Officer Austin Hopp made the comment while showing the other officers the part of the arrest that shows Karen Garner being held against the hood of a patrol car in Loveland, about 50 miles (80 kilometers) north of Denver last year, her handcuffed left arm bent up behind her head. The body camera footage, which can be heard but not seen on the surveillance video, was also previously released by Garner's lawyer.
The videos plus a lawsuit filed against Hopp, other officers and the city and investigations into the arrest came this month amid a national reckoning over the use of force by police against people — including those with mental and physical health conditions.
The surveillance video captured in the Loveland police station shows two other officers, one male and female, watching the footage with Hopp as he makes the “pop” comment. The female officer, who helped during the arrest and says: “I hate this.”
The video then shows her pull her hat over her eyes while another male officer says: “I love it.”
Earlier in the surveillance video, before the officers watch the body camera footage, Hopp says Garner is “flexible” and says something else that’s inaudible. He then makes another reference to the popping sound, telling the female officer that “I was pushing, pushing, pushing. I hear — pop. I was like ‘oh no,’” he said. The female officer puts her head in her hands.
At the time, Garner was in a holding cell a few feet away, handcuffed to a bench. The federal lawsuit filed on her behalf earlier this month said she received no medical care for about six hours after she was taken to jail.
Later in the surveillance video, Hopp and the other male officer fist bump at the part of the body camera footage where Hopp dismisses the concerns of a man passing by the arrest scene who stops to object to how Hopp treated what the man thought was a child.

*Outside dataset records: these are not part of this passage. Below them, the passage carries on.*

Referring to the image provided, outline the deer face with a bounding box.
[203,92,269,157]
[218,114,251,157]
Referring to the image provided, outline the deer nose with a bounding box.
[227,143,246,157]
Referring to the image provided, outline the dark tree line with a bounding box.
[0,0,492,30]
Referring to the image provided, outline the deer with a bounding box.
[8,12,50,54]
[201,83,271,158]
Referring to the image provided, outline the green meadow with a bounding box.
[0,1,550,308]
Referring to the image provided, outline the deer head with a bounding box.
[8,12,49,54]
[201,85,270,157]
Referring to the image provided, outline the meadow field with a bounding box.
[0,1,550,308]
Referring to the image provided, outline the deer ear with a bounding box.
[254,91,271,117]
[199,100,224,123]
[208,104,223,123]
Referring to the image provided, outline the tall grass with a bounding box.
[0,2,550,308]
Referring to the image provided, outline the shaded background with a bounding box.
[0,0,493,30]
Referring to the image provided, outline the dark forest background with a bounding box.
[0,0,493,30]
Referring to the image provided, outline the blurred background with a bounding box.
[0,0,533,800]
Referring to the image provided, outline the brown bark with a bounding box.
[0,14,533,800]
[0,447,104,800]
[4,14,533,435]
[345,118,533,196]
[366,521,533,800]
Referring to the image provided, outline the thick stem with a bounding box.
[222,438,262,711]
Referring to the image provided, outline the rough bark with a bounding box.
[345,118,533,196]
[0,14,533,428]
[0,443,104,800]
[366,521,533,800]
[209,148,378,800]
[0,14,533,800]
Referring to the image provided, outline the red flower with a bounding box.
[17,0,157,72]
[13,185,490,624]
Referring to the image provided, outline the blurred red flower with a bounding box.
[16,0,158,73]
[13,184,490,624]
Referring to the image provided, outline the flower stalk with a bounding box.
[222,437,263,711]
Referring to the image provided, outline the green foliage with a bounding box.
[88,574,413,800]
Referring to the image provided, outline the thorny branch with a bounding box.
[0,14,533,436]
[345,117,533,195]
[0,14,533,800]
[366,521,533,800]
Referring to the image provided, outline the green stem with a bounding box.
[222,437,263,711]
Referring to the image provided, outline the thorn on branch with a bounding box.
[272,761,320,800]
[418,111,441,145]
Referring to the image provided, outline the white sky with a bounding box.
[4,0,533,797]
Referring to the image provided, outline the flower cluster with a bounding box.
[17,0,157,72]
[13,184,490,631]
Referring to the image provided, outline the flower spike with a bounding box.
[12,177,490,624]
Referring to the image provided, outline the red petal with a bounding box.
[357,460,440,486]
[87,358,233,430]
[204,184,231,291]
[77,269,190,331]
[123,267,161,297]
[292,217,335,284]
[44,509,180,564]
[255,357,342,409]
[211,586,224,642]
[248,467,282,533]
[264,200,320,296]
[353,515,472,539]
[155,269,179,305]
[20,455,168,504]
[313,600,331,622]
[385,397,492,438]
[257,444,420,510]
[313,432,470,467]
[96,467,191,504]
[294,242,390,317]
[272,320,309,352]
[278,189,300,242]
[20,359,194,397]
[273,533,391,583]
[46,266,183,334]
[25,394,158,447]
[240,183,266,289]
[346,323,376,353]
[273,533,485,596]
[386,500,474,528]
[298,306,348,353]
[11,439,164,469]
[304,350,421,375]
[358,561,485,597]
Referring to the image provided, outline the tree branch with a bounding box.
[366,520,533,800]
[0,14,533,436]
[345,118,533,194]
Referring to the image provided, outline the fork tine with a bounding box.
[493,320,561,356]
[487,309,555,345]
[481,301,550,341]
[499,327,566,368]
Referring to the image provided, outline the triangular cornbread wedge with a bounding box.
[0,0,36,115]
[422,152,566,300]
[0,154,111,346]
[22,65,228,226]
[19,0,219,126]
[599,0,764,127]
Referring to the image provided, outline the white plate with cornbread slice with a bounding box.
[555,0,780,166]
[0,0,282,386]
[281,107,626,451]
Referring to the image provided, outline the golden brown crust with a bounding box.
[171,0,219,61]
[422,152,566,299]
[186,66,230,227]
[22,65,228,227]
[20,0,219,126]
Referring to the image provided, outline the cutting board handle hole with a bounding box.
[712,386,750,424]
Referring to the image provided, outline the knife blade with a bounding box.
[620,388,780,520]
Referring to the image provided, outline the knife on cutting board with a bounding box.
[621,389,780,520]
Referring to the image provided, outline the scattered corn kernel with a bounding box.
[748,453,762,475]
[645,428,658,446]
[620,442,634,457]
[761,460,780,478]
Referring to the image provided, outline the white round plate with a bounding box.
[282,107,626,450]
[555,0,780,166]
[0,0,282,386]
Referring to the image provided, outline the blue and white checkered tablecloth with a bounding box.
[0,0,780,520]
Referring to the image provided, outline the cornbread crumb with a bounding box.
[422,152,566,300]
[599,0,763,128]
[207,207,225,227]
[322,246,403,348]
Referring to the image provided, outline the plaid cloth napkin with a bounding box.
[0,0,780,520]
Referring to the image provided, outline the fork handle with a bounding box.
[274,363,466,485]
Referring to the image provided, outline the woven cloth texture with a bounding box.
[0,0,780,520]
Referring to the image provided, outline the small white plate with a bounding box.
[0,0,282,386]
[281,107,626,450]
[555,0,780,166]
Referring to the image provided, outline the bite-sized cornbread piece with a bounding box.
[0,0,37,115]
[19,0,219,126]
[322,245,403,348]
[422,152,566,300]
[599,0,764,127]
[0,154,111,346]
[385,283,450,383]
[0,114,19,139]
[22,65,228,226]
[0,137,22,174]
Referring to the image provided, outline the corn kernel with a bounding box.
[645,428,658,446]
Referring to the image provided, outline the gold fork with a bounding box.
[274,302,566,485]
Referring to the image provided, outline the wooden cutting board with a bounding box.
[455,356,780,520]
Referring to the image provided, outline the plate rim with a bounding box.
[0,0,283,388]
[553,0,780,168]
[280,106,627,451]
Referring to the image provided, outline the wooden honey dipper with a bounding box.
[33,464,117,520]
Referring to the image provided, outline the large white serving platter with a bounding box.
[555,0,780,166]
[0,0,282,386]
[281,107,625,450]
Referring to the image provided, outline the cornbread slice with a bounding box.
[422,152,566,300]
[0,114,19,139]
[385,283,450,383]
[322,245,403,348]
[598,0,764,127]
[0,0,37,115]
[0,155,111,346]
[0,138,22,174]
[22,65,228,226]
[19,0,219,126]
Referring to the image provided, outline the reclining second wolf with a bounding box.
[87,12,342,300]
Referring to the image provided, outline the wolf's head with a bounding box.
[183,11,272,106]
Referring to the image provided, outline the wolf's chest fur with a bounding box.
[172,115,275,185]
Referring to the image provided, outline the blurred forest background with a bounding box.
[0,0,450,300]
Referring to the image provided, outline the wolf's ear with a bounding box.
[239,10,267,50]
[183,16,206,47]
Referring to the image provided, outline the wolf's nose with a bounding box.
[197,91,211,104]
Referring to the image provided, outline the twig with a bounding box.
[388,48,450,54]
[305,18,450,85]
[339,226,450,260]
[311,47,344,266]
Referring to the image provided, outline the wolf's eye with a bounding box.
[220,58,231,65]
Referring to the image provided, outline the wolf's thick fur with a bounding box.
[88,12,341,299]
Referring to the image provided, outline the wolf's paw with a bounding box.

After watching that part of the body cam video a second time, the second officer who is recorded on the surveillance video reacts to the man who stopped at the arrest scene by saying: “What are you doing? Get out of here. This is none of your business."
Hopp arrested Garner in June 2020 after she allegedly left a store without paying for about $14 worth of items. His body camera footage shows Hopp catching up to her as she walks through a field along a road. She shrugs and turns away from him and he quickly grabs her arm and pushes her 80-pound (36-kilogram) body to the ground. She looks confused and repeatedly says: “I am going home.”
On the police station video, Hopp says he is a little worried that Garner is “like senile and stuff." Several times, he and the other officers say she fought with police and Hopp says she got her handcuffs halfway off.
Police put Hopp on leave after the lawsuit was filed and announced they would conduct an internal investigation. Soon after that, the district attorney’s office announced the arrest of Garner would be investigated by a team of outside law enforcement agencies. The city of Loveland has also said it will conduct a review.
Loveland police declined to comment on the new video footage from the police station, citing the criminal investigation being conducted at the district attorney's request.
“Independent comment from the Loveland Police Department would not be appropriate at this time. LPD has faith in the due process that this investigation allows for,” it said in a statement.
Hopp could not be located for comment. The Loveland Fraternal Order of Police, the union representing city police officers, did not return an email asking whether he had a lawyer who could speak for him.
The lawyer representing Garner and her family, Sarah Schielke, said the latest video footage needed to be released to force the department to change.
“If I didn’t release this, the Loveland Police’s toxic culture of arrogance and entitlement, along with their horrific abuse of the vulnerable and powerless, would carry on, business as usual. I won’t be a part of that,” she said.
A sergeant who signed off on the paperwork the officers were filling out while they watched the body camera footage was also added as defendants in Garner’s lawsuit as was the second male officer watching the footage.